Now the light has come on again and the OBD2 is reporting the following: -

Car Scanner ELM OBD2​DTC report​Selected brand: Nissan​============1==============​P0131​Raw code: 0131​ECU: Engine control unit​Status: Pending​OBDII: Heated oxygen sensor (HO2S) 1, bank 1 - low voltage​Nissan: O2 Sensor Circuit Low Voltage (Bank 1 Sensor 1)​============2==============​P0131​Raw code: 0131​ECU: Engine control unit​Status: Validated fault present at time of request​OBDII: Heated oxygen sensor (HO2S) 1, bank 1 - low voltage​Nissan: O2 Sensor Circuit Low Voltage (Bank 1 Sensor 1)​============3==============​P0131(00)​Raw code: 013100​ECU: Engine control unit​Status: Pending, Test failed since last DTC clear​OBDII: Heated oxygen sensor (HO2S) 1, bank 1 - low voltage​Nissan: O2 Sensor Circuit Low Voltage (Bank 1 Sensor 1)​
So, my question is, was the replacement of the Lambda Sensor correct and if so what is the second code saying?
If the Lambda Sensor was not the correct diagnosis, has replacing it caused the second error?

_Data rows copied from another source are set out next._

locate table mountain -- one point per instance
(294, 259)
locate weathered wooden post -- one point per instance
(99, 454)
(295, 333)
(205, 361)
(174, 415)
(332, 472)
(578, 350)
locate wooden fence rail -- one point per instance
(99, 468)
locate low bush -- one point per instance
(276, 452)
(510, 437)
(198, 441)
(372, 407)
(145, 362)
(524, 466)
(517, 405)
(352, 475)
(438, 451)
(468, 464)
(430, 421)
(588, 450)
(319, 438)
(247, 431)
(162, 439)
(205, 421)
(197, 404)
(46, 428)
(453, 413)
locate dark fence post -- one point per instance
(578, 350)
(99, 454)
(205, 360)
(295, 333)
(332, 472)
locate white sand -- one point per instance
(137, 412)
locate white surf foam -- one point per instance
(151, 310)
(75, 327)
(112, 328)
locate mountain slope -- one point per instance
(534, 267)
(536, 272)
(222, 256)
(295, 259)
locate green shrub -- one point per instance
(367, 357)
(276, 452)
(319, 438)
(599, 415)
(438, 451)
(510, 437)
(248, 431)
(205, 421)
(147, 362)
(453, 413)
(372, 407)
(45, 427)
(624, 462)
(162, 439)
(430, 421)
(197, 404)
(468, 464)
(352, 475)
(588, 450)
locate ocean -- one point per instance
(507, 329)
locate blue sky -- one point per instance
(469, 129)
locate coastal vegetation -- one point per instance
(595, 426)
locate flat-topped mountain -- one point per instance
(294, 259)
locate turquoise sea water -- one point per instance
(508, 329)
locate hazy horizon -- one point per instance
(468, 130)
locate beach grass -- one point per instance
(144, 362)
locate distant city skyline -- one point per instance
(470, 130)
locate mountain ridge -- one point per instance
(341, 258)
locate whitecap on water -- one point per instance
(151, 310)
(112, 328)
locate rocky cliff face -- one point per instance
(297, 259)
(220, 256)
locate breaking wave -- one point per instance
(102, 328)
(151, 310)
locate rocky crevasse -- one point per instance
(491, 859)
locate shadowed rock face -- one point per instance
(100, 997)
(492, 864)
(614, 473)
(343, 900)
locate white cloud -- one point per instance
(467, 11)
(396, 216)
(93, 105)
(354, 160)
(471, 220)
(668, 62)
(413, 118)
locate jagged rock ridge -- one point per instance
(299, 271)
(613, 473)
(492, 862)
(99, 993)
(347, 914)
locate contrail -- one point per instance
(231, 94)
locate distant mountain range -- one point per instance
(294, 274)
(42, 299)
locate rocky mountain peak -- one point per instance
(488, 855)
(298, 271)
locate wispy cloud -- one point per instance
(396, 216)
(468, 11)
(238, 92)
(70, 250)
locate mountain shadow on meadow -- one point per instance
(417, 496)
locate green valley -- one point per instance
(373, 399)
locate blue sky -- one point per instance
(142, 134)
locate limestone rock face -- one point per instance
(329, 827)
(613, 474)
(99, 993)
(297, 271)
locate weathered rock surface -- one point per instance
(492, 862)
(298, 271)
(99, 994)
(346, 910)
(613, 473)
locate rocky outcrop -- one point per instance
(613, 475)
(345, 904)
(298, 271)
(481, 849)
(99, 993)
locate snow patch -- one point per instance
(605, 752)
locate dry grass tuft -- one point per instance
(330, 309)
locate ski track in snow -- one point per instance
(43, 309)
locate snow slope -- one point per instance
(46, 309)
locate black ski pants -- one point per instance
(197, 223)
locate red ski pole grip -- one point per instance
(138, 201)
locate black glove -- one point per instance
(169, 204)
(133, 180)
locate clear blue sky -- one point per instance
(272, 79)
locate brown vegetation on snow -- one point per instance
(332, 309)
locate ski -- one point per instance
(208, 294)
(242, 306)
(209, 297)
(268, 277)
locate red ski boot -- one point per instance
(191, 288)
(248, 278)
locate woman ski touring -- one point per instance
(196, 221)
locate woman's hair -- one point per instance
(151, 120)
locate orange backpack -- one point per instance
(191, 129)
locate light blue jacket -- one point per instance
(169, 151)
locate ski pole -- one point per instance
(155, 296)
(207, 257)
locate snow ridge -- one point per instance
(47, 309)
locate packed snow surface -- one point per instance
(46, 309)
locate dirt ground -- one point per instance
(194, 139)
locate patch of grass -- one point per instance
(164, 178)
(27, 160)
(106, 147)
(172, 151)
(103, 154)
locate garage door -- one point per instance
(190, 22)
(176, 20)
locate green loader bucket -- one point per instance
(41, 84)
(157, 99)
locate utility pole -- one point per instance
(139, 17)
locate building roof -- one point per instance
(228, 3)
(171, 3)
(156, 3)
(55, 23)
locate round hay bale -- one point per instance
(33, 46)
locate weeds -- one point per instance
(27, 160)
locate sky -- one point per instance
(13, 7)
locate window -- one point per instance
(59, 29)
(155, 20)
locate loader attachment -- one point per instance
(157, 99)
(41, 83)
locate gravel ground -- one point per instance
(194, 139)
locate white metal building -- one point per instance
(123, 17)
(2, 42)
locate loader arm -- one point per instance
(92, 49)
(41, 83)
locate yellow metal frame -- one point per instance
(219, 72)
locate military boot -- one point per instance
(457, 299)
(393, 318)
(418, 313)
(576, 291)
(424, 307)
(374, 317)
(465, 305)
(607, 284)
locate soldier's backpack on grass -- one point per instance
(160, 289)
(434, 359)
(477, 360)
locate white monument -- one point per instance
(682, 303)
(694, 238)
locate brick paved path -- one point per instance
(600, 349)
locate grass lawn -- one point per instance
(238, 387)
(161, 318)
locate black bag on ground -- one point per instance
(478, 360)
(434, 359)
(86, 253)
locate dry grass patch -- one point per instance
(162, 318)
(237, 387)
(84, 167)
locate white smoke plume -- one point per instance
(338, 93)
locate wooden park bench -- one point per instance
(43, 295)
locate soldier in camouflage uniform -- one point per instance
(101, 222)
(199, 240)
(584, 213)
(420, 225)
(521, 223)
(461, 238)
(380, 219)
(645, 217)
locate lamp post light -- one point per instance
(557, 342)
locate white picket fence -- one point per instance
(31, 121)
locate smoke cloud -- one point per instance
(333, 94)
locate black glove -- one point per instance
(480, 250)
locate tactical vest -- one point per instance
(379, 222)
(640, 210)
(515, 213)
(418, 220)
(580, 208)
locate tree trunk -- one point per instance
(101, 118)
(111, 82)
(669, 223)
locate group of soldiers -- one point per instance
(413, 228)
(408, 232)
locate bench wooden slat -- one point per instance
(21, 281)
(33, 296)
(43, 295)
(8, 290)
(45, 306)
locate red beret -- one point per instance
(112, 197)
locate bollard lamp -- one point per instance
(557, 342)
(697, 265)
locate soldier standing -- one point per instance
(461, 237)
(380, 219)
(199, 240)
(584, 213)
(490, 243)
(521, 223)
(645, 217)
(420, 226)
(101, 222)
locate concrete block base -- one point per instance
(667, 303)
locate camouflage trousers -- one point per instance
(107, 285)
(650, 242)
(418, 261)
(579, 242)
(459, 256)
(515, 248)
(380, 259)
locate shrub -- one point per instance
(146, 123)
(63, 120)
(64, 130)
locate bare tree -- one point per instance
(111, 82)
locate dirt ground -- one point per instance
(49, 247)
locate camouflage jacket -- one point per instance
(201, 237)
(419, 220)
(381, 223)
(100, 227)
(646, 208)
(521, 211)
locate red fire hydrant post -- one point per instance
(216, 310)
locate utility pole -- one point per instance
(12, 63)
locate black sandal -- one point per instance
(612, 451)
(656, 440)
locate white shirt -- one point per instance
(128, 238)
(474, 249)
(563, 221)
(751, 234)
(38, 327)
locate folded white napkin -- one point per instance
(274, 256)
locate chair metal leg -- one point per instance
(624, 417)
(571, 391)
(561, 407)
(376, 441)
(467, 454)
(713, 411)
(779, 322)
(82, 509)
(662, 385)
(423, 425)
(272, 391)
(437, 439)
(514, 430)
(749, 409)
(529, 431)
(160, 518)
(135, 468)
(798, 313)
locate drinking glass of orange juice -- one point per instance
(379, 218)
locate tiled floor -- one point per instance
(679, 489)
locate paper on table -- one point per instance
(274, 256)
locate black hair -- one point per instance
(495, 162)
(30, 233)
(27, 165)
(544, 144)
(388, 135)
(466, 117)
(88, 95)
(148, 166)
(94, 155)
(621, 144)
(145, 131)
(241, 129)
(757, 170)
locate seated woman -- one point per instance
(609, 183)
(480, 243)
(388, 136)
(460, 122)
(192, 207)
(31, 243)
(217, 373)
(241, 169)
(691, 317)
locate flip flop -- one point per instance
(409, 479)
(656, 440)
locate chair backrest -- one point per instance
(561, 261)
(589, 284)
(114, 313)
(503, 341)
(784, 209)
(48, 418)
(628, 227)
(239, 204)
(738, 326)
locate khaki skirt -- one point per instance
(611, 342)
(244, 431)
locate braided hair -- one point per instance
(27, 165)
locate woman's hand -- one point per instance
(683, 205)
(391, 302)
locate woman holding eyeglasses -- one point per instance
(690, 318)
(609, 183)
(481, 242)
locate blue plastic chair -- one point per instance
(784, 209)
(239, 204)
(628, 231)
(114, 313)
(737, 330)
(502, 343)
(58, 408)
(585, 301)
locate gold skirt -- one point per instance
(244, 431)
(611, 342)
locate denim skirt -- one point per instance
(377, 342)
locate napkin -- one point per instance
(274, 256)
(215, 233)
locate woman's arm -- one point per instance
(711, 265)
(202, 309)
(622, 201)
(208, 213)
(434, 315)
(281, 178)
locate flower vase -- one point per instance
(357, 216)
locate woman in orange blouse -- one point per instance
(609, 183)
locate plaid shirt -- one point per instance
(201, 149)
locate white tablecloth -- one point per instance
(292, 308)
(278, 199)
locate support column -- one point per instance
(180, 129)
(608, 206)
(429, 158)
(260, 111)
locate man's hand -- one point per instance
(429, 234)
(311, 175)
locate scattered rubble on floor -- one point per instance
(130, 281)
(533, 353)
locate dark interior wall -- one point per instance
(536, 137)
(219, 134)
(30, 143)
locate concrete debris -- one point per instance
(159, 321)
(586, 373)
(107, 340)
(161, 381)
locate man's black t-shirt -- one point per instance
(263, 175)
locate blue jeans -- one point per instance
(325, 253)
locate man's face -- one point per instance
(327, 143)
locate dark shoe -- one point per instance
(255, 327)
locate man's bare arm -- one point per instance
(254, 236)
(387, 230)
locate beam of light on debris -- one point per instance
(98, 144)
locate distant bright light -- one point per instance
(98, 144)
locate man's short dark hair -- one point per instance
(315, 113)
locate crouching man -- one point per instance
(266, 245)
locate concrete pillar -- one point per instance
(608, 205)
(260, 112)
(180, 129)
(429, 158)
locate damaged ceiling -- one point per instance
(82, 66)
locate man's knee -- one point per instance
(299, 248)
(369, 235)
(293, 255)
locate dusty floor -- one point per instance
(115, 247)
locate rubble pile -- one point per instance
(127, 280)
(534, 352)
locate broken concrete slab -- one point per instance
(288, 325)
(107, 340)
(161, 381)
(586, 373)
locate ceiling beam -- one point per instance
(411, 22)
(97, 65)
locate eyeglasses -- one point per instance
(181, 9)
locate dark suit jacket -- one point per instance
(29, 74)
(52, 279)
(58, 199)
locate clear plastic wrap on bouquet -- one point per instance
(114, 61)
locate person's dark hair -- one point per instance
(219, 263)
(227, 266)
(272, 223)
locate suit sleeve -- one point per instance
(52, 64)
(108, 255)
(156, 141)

Lastly, looking at these two 'issues' is it possible to make a diagnosis without taking the car to a Nissan garage?
I don't have a problem with paying a Nissan garage (although I guess the price will be steep) it is more that, living in rural Spain, the nearest dealership is over 30 miles away.
And, being Spain, it will likely be 'mañana'... which will mean dropping the car off and having someone pick me up then dropping me back at the garage when it might be ready!

So, any help or information I can get will be greatly appreciated.

Thanks in advance...


----------



## VStar650CL (Nov 12, 2020)

Did they replace it with an OE Nissan part, or at least a genuine Denso? Cheap aftermarket HO2S's are _never_ a good idea on anything Nissan. Sounds like the repair was correct but the new sensor has gone south.


----------



## itfidds (Jul 27, 2021)

VStar650CL said:


> Did they replace it with an OE Nissan part, or at least a genuine Denso? Cheap aftermarket HO2S's are _never_ a good idea on anything Nissan. Sounds like the repair was correct but the new sensor has gone south.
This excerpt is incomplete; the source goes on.